喧嘩をすることもあるけれど、幸せに暮している。
そんな今日は祖母の家にトリスを紹介しに行くのだ。
「そういえば、今日は伯母さんもお祖母ちゃんの家に来るって言ってた。」
「碧衣がお世話になった伯母さんだよね?」
「うん!大学入ってからはバイトが忙しかったりで時々連絡するくらいだったから、私も会うのは久しぶりなの。」
「そっか。」
「お祖母ちゃん、伯母さん、ただいまー!」
「碧衣ちゃん、おかえりなさい。」
「碧衣、おかえり。って私の家ではないけど。」
「ふふ。ふたりとも、元気だった?」
「元気だったよ。それで碧衣ちゃん、そちらが?」
「うん。彼が今、お付き合いしている…」
「はじめまして。碧衣さんとお付き合いしていますトリスタン·ヴォッシュと言います。」
「綺麗な人ね…」
「うん。」
「ヴォッシュさんは碧衣のどんなところを好きになってくれたのかしら?」
伯母が直球で質問をする。
「ちょ、ちょっと伯母さん!?」
「最初は碧衣さんの何事に対しても一生懸命で直向きな姿に好意を持ちました。その後会話を重ねていくうちに、子どもっぽいところもあるかと思いきや大人びて私を引っ張ってくれる面も好きになりました。
あと、花を眺めている彼女が素敵でとても好きです。」
「ふふ。碧衣ちゃん、顔が真っ赤よ?」
「だ、だって…」
恥ずかしくて俯く碧衣。
「ヴォッシュさん、碧衣ちゃんから話は聞いているかもしれないけれど、この子は子どもの頃はとても苦労していたの。
私は碧衣ちゃんにもう苦労はしてほしくないの…。」
「はい、お祖母さん。」
「碧衣は幼い頃に私の愚弟のせいでとても辛い日々を過ごしたわ…私も碧衣にもう苦労はしてほしくないの。」
「はい、伯母さん。」
碧衣の祖母と伯母の言葉にトリスは返事をする。
「彼女を全力で幸せにすると約束します。」
トリスはふたりに頭を下げる。
「お祖母ちゃん、伯母さん、トリスタンさんと幸せになります。」
碧衣も頭を下げる。
「ふたりで幸せになるのよ?」
「「はい。」」
祖母は微笑み、これからの碧衣とトリスの幸せを願った。
* * *
祖母と伯母への挨拶を終えた碧衣には他の悩みが出てきた。
「ヴォッシュ教授、あの…」
「講義時間以外の質問は受付ませんと、初めの講義で言ったはずですが?」
「いえ、あの講義のことではなく…」
「では、何でしょうか?」
「その、教授は恋人とか…」
そう、トリスはモテるのだ。
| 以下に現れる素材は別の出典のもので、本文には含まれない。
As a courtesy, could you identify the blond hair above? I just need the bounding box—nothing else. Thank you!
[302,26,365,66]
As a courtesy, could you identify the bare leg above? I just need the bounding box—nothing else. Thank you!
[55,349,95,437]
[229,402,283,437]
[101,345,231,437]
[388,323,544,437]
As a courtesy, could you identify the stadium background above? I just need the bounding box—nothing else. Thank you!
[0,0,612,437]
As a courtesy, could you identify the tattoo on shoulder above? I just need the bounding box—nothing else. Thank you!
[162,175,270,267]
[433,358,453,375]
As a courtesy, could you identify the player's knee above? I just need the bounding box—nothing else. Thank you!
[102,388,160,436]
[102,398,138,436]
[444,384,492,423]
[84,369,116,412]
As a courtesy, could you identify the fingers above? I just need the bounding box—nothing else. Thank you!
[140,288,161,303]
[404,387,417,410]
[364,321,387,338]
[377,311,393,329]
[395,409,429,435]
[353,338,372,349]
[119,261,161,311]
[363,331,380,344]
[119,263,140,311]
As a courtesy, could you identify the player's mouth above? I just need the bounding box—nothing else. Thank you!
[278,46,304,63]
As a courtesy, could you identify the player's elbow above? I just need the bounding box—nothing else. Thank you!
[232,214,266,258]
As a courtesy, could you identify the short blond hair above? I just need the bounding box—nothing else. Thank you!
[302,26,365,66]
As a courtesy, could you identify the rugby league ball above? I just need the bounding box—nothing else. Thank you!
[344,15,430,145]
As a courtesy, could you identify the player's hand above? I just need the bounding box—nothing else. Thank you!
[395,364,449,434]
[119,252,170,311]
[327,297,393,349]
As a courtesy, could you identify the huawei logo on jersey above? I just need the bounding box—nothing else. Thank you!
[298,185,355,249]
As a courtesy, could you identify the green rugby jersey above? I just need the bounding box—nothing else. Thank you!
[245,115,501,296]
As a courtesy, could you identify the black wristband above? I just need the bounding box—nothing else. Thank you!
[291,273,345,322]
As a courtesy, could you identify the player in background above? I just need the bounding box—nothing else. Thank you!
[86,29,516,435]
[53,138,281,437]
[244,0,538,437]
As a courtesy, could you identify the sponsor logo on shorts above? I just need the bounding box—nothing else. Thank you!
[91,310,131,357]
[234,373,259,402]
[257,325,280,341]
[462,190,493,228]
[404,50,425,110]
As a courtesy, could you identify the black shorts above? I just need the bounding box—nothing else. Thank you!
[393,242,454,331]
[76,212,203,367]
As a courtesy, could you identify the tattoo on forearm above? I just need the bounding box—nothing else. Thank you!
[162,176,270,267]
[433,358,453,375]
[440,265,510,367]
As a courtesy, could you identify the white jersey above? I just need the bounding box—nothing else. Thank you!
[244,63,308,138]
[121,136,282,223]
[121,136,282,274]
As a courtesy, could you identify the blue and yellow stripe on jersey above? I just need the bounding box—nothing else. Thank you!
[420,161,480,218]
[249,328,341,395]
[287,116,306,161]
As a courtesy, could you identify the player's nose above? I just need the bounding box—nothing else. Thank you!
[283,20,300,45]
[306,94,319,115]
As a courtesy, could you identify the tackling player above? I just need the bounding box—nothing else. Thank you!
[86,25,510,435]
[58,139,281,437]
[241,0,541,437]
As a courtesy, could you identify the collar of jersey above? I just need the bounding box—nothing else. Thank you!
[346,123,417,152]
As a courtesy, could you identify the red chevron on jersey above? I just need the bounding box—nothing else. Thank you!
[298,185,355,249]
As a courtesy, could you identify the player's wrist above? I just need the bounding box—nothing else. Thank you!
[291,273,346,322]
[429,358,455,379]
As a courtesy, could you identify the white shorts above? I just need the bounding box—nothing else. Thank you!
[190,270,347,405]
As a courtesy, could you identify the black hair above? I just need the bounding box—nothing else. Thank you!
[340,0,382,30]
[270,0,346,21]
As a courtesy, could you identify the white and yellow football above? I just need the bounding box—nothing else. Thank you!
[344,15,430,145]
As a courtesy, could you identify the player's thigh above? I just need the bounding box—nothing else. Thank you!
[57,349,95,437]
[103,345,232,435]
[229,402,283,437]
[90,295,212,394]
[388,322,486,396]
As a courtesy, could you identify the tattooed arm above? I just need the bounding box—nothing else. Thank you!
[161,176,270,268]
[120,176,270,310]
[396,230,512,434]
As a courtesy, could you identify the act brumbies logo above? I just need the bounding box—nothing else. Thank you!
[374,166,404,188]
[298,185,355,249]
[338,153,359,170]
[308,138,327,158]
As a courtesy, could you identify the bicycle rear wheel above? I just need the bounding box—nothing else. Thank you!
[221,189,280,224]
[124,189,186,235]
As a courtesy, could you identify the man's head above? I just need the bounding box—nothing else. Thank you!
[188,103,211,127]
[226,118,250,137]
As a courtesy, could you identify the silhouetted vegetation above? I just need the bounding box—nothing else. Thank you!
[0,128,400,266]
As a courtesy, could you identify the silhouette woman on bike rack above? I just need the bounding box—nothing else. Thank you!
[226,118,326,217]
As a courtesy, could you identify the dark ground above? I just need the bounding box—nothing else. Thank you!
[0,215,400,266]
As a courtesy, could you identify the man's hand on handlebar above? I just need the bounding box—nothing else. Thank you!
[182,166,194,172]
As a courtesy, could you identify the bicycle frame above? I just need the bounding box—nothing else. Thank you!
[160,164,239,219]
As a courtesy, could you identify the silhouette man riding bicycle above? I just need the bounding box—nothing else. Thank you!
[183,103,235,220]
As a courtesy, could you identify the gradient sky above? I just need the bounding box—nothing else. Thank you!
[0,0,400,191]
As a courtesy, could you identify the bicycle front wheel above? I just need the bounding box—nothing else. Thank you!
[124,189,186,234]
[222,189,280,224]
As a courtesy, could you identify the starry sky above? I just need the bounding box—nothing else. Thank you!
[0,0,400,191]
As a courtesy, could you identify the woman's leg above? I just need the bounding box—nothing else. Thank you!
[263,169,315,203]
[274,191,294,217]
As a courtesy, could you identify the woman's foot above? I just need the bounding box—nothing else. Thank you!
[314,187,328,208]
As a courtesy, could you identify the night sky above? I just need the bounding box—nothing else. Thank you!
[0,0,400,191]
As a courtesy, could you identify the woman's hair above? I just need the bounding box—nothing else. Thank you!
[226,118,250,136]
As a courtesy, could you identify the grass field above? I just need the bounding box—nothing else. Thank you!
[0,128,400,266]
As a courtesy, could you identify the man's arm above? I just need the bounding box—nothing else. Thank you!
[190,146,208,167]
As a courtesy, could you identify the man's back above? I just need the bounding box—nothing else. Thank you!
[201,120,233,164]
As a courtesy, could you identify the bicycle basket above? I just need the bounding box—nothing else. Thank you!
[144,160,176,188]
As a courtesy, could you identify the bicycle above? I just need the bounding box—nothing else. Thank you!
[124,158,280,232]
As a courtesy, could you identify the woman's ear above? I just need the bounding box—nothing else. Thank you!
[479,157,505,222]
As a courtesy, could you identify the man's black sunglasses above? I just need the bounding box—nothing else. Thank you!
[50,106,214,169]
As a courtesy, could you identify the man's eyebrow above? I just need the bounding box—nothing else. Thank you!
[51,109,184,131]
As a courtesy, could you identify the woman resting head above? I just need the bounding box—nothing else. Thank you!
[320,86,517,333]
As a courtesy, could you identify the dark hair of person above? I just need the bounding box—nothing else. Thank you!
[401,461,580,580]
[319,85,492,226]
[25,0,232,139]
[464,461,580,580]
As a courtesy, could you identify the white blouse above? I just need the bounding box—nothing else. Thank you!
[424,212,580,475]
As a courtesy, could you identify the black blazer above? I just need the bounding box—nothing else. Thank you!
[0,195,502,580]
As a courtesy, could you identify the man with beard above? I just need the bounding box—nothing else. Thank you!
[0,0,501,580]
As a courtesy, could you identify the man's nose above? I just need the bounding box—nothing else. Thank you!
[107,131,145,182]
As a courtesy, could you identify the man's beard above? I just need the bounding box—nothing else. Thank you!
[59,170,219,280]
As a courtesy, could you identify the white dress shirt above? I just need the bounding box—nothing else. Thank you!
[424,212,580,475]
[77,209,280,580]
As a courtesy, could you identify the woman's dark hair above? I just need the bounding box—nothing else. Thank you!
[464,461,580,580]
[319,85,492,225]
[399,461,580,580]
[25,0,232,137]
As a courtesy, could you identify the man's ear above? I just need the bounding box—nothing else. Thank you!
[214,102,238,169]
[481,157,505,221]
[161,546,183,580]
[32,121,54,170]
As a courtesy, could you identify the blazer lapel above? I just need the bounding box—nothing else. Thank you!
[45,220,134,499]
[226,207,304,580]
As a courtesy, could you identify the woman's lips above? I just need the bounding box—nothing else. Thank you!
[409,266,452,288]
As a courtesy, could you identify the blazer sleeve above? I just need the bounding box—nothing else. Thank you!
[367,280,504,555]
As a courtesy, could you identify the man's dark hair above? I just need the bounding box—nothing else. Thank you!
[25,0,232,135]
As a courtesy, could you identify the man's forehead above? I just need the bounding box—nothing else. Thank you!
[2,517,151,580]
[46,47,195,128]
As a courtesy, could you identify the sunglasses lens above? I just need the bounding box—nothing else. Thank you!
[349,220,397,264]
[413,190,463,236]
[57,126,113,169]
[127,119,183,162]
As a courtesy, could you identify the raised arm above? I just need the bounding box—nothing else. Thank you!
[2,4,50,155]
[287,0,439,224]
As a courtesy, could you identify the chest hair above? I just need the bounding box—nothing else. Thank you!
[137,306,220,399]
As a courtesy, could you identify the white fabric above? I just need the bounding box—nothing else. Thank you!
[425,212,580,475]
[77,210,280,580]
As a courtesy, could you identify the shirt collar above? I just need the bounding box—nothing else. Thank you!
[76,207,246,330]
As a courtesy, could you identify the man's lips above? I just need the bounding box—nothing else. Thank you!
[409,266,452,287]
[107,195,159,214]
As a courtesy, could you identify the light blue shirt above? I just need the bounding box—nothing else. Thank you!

若いのに教授として教鞭をとっているしイケメンだから当然だろう。
「はあ…あなたは大学に何しに来ているんですか…?」
トリスから冷気が漏れる。「あれ?魔法?」と碧衣が勘違いするほどの冷気である。
「あっ…い、いえ…失礼しました…。」
「さて、碧衣?そこにいるんだろ?出ておいで?」
「ひゃ、ひゃい!って気がついていたの?」
「俺が碧衣の気配を間違えるわけないよ?」
出てきた碧衣を抱きしめる。
「ね、ねえトリス?こ、ここ廊下だよ!?誰かに見られたら…」
「俺は構わないけど?」
「いやいや、さっきの子には大学に何しにきているんですか?とか言ってたよね?」
「碧衣は特別だから。」
「ふぇっ!?」
「俺の可愛い碧衣…。」
トリスは碧衣の頬に口づける。
「ちょっ!」
「どうせ、気づいている学生もいるから、バレるのは時間の問題だと思うけど?」
「ふえっ!?」
「まあ大学近くに一緒に住んでるんだから、学生たちに見られてもおかしくないよ?」
「そ、そうだった!私、トリスと過ごせることで浮かれてた…」
「何それ?可愛いんだけど?全くさ、昔から君に惚れてるのに、更に惚れさせてどうするのさ?」
そう言うと彼は碧衣を強く抱きしめる。
「ずっと碧衣のことを愛しているよ。」
「トリス、ありがとう…。」
碧衣の「トリスがモテて困る」という悩みはトリスの甘やかしでどこかへ吹っ飛んでしまったのだった。
* * *
「碧衣、卒業おめでとう。」
「ふふ。ヴォッシュ教授、ありがとうございます。」
「また俺のこと教授って呼ぶ…。」
碧衣はたまにトリスのことを教授と呼んでからかっている。
「だって、私が学生のうちしか呼べないもの。」
「それもそうだね。さて、卒業式も終わったし帰ろうか?」
「うん。」
「今日はお祝いだから、レストランを予約したんだ。」
「ふえっ!?本当!?」
「ああ。だから、まずは着替えから!」
「き、着替え!?」
碧衣はトリスに連れられて高そうな服屋へ入っていく。
「ちょっ、トリス!?」
「大丈夫だよ?やあ、店長。この子宜しく!」
気さくに店長を呼ぶトリスに驚く碧衣。
「ヴォッシュ様、お久しぶりですね?
あら?そちらのお嬢様がヴォッシュ様の…?」
「ええ。だから、とびきり可愛く美しくしてくれ!」
「承知しました。」
「碧衣、とても綺麗だ…。」
「あ、ありがとう…」
一時間後、トリスの前に現れた碧衣は青系の膝丈のフォーマルなワンピースを着ていた。
「ヴォッシュ様の瞳のお色なんですよ?」と店長が碧衣に耳打ちする。
トリスはそんな店長に「ありがとう。」と言って碧衣の手を引いてお店を出た。
「前の世界で君のドレス姿を見れなかったことが心残りで、どうしても俺の瞳の色の物を着てほしかったんだ。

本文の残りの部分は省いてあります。